The Hiram Lay Cobblestone Farmhouse was listed on the National Register of Historic Places in 2009.

==Geography==
According to the United States Census Bureau, the town has a total area of 33.1 sqmi of which 30.1 sqmi is land and 3.0 sqmi (8.97%) is water.

The northern town line is the border of Wayne County, and the eastern town line, partly marked by the Seneca River, is the border of Cayuga County.

A large eastern part of the town is in the Montezuma Marsh.

The Erie Canal and the Cayuga-Seneca Canal (Seneca River) pass through Tyre.
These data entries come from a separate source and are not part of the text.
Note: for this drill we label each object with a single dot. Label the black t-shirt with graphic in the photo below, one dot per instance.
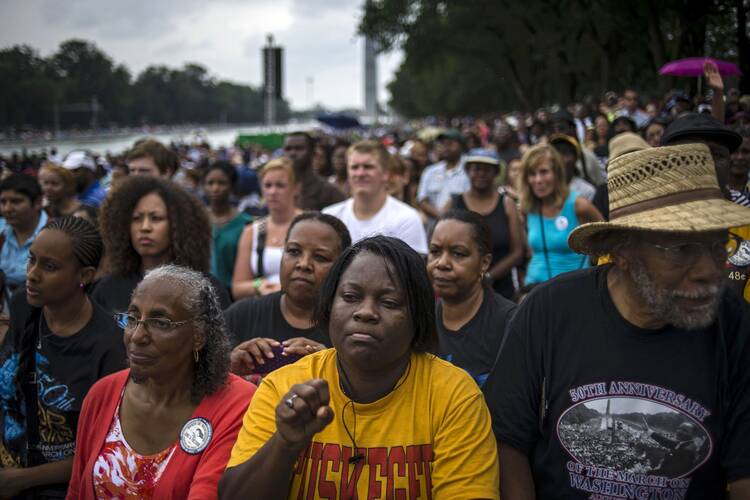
(605, 409)
(66, 369)
(475, 345)
(261, 317)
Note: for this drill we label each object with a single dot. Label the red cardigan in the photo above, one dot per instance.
(186, 476)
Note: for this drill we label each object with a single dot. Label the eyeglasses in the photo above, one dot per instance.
(686, 254)
(129, 322)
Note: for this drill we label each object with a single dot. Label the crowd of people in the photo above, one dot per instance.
(411, 312)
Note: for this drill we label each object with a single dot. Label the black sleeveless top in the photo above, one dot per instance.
(497, 220)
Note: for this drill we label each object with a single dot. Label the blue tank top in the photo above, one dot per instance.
(556, 230)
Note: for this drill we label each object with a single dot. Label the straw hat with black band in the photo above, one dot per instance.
(667, 189)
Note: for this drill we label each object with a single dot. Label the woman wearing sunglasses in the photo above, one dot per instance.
(165, 427)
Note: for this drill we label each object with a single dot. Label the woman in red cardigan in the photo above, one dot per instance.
(165, 427)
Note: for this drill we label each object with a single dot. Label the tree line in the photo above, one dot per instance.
(80, 86)
(468, 57)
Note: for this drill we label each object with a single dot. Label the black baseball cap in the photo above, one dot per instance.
(701, 126)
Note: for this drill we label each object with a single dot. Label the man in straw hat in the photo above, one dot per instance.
(723, 143)
(598, 362)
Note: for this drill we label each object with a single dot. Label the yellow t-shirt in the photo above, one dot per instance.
(429, 438)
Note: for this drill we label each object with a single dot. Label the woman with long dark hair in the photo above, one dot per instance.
(59, 344)
(283, 322)
(148, 222)
(470, 316)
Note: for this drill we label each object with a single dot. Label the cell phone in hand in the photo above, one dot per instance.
(277, 361)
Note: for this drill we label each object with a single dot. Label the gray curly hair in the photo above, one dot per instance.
(199, 297)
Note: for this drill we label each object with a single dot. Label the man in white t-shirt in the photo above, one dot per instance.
(371, 210)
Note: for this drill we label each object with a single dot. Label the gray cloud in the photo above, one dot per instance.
(225, 36)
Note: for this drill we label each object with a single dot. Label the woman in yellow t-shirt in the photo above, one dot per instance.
(378, 415)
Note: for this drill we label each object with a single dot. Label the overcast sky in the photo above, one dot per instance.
(223, 35)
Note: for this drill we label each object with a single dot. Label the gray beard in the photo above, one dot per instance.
(662, 302)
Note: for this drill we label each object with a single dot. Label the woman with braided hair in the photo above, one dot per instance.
(59, 343)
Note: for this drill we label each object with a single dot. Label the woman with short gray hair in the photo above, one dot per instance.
(166, 425)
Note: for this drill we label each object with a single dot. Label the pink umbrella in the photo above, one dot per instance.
(693, 66)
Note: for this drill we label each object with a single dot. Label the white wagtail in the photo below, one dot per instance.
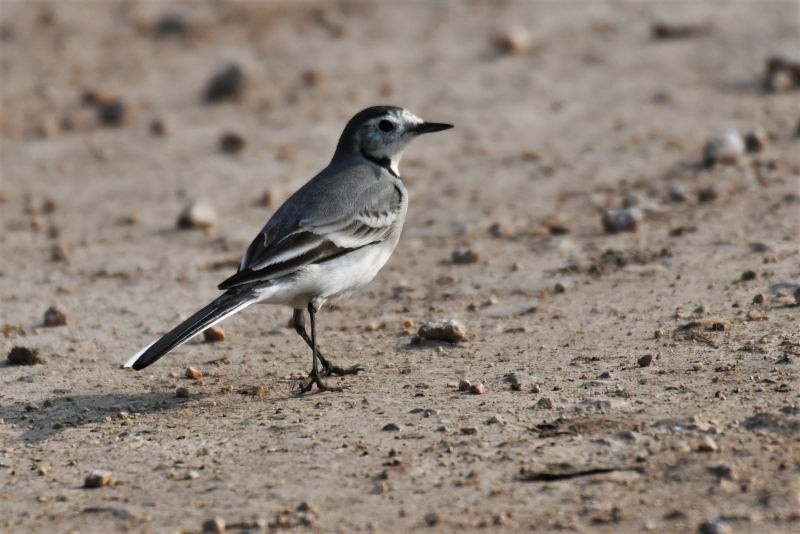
(328, 240)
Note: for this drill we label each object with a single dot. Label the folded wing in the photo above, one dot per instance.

New York State Thruway (Interstate 90) crosses the town, passing through the Montezuma Marsh. New York State Route 89 and New York State Route 414 are north-south highways in the town, and New York State Route 318 is an east-west highway. New York State Route 31 crosses the northeastern corner of the town.

==Demographics==

At the 2010 census, there were 981 people, 356 households and 263 families residing in the town. The population density was 32.6 PD/sqmi. The racial makeup of the town was 97.6% White, 0.0% Black or African American, 0.2% Native American, 0.3% Asian, 0.0% Pacific Islander, 0.5% from other races, and 1.4% from two or more races. Hispanic or Latino of any race were 1.4% of the population.

There were 356 households, of which 29.5% had children under the age of 18 living with them, 56.7% were married couples living together, 8.7% had a female householder with no husband present, and 26.1% were non-families. 19.7% of all households were made up of individuals, and 8.2% had someone living alone who was 65 years of age or older. The average household size was 2.76 and the average family size was 3.14.
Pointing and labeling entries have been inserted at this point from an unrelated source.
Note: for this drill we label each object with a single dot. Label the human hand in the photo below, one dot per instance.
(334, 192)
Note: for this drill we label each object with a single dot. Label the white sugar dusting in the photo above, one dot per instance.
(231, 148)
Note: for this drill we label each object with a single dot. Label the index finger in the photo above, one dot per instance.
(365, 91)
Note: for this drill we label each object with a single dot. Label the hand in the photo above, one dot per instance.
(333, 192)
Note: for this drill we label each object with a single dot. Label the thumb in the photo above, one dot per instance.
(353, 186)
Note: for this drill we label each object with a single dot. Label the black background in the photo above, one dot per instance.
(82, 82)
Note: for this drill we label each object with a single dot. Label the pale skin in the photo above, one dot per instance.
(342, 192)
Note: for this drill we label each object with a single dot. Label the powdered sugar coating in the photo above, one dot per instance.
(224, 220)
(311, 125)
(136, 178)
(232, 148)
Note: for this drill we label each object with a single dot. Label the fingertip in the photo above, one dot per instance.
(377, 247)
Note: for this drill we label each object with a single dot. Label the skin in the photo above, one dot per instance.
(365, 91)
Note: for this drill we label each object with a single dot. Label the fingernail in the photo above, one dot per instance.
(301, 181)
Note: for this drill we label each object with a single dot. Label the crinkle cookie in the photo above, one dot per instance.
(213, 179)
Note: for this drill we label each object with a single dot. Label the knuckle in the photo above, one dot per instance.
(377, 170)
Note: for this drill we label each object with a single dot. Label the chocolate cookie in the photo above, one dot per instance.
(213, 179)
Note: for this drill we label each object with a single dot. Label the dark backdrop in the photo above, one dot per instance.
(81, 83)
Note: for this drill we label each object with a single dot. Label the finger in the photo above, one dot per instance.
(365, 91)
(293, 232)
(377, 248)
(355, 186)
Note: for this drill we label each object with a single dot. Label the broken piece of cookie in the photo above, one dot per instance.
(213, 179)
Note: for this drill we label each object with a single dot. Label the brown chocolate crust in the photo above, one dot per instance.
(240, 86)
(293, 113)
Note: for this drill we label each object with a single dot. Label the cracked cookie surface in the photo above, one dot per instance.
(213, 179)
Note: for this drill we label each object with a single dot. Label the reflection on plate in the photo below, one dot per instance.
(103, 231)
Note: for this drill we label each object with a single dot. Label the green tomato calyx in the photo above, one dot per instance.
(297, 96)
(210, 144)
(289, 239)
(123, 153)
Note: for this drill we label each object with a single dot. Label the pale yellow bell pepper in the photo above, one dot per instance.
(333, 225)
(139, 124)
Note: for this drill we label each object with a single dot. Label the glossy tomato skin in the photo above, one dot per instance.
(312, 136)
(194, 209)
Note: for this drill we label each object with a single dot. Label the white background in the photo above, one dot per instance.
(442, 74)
In the town, the population was spread out, with 29.5% under the age of 20, 5.6% from 20 to 24, 21.1% from 25 to 44, 30.3% from 45 to 64, and 13.3% who were 65 years of age or older. The median age was 40.0 years. For every 100 females, there were 101.9 males. For every 100 females age 18 and over, there were 101.1 males.
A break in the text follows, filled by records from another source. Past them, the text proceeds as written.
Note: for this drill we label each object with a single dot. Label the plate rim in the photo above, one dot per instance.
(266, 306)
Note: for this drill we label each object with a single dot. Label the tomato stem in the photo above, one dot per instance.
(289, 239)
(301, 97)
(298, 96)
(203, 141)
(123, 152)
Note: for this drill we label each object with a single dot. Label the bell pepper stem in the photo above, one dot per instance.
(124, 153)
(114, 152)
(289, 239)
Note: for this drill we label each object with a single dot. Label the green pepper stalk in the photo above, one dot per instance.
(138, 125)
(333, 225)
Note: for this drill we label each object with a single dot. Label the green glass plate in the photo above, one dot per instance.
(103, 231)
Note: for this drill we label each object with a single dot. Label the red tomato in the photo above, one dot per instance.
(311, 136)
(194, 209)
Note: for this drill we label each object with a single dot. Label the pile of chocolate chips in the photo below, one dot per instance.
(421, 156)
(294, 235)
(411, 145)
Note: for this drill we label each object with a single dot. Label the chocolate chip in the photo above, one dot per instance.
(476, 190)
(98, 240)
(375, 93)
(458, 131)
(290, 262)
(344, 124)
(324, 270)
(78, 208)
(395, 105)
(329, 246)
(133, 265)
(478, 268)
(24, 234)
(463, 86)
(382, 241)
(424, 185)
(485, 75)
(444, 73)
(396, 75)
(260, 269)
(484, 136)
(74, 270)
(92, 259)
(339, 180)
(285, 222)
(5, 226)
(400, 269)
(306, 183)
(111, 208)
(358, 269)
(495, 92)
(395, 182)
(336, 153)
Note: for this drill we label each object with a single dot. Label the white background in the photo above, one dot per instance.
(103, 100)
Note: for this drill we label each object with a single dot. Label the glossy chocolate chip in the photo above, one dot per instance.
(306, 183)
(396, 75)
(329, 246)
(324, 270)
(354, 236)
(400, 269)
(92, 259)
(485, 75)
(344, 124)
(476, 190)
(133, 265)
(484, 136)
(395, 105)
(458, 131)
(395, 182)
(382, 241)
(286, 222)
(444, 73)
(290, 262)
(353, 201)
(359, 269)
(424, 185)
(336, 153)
The median income for a household in the town was $43,750, and the median income for a family was $64,250. Males had a median income of $42,679 versus $31,125 for females. The per capita income for the town was $24,383. About 6.3% of families and 12.6% of the population were below the poverty line, including 16.1% of those under age 18 and 15.2% of those age 65 or over.

Historical population
| Census | Pop. | Note | %± |
| 1830 | 1,482 |  | — |
| 1840 | 1,506 |  | 1.6% |
| 1850 | 1,356 |  | −10.0% |
| 1860 | 1,437 |  | 6.0% |
| 1870 | 1,280 |  | −10.9% |
| 1880 | 1,168 |  | −8.7% |
| 1890 | 991 |  | −15.2% |
| 1900 | 954 |  | −3.7% |
| 1910 | 900 |  | −5.7% |
| 1920 | 798 |  | −11.3% |
| 1930 | 743 |  | −6.9% |
| 1940 | 724 |  | −2.6% |
| 1950 | 729 |  | 0.7% |
| 1960 | 815 |  | 11.8% |
| 1970 | 837 |  | 2.7% |
| 1980 | 887 |  | 6.0% |
| 1990 | 870 |  | −1.9% |
| 2000 | 899 |  | 3.3% |
| 2010 | 981 |  | 9.1% |
| 2020 | 1,002 |  | 2.1% |
| 2021 (est.) | 999 |  | −0.3% |
U.S. Decennial Census

===Housing===
There were 419 housing units at an average density of 13.9 /sqmi, of which 15.0% of housing units were vacant.

There were 356 occupied housing units in the town; 303 were owner-occupied units (85.1%), while 53 were renter-occupied (14.9%). The homeowner vacancy rate was 1.3% of total units. The rental unit vacancy rate was 3.6%.

== Communities and locations in the Town of Tyre ==
- Armitage Farm and Armitage Bridge - A farm next to the bridge.
- Black Brook - A stream flowing past Tyre village into Montezuma Marsh.
- Clyde River - A river entering the Montezuma Marsh near the northern town line.
- Evans Corner - A hamlet at the northern town boundary on NY-89.
- Magee - A location south of the Thruway at the intersection of NY-414 and NY-318.
- Malcom - A location on NY-414 near the northern town line.
- Mays Point - A hamlet on NY-89 north of the Thruway by the Erie Canal.
- Montezuma National Wildlife Refuge - A federal conservation area encompassing part of the Montezuma Marsh.
- Munsons Corner - A hamlet on the northern town line on County Road 101.
- Tyre - The hamlet of Tyre located in the northern part of town on County Road 101.

==Casino==

The town is the site of a new casino called Del Lago Resort and Casino. It was one of three projects selected by the New York State Gaming Facility Location Board on December 17, 2014, for possible licensure by the New York State Gaming Commission. The casino opened to the public in 2017.